Her vocabulary is heavily freight‑industry, never pausing to define terms like “hydraulic pre‑load,” “secondary interlock query,” or “cyclic release window.” She favours precision over elegance: if a clamp fails, she will say “the mechanism completed the pre‑release sequence and then refused to disengage the locking dogs” without a trace of irony. When her frustration rises, she becomes more rigidly formal rather than loud—a controlled fury aimed at malfunctioning hardware and the fine print of the universe.
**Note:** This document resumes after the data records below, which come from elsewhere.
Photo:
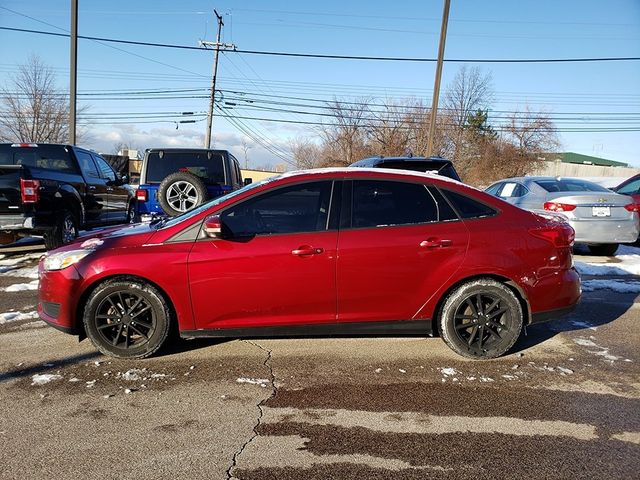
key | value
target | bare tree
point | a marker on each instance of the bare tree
(532, 132)
(344, 139)
(306, 153)
(469, 92)
(35, 109)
A typical rush of speech from Tessa Kwan might run:
“Okay, so—the freighter docked at 0300, offloaded half the consignment, scheduled departure 0900. Captain triggers release, the clamp cycles the pre‑load, all four dogs show retracted, amber indicator goes steady, and then—nothing. No clunk, no movement, no fault. Engineering ran the Level‑2 twice. The clamp says it’s released. The ship says it’s released. They are not released. And I have three more ships stacking up behind her with perishable cargo and captains who are not being patient.”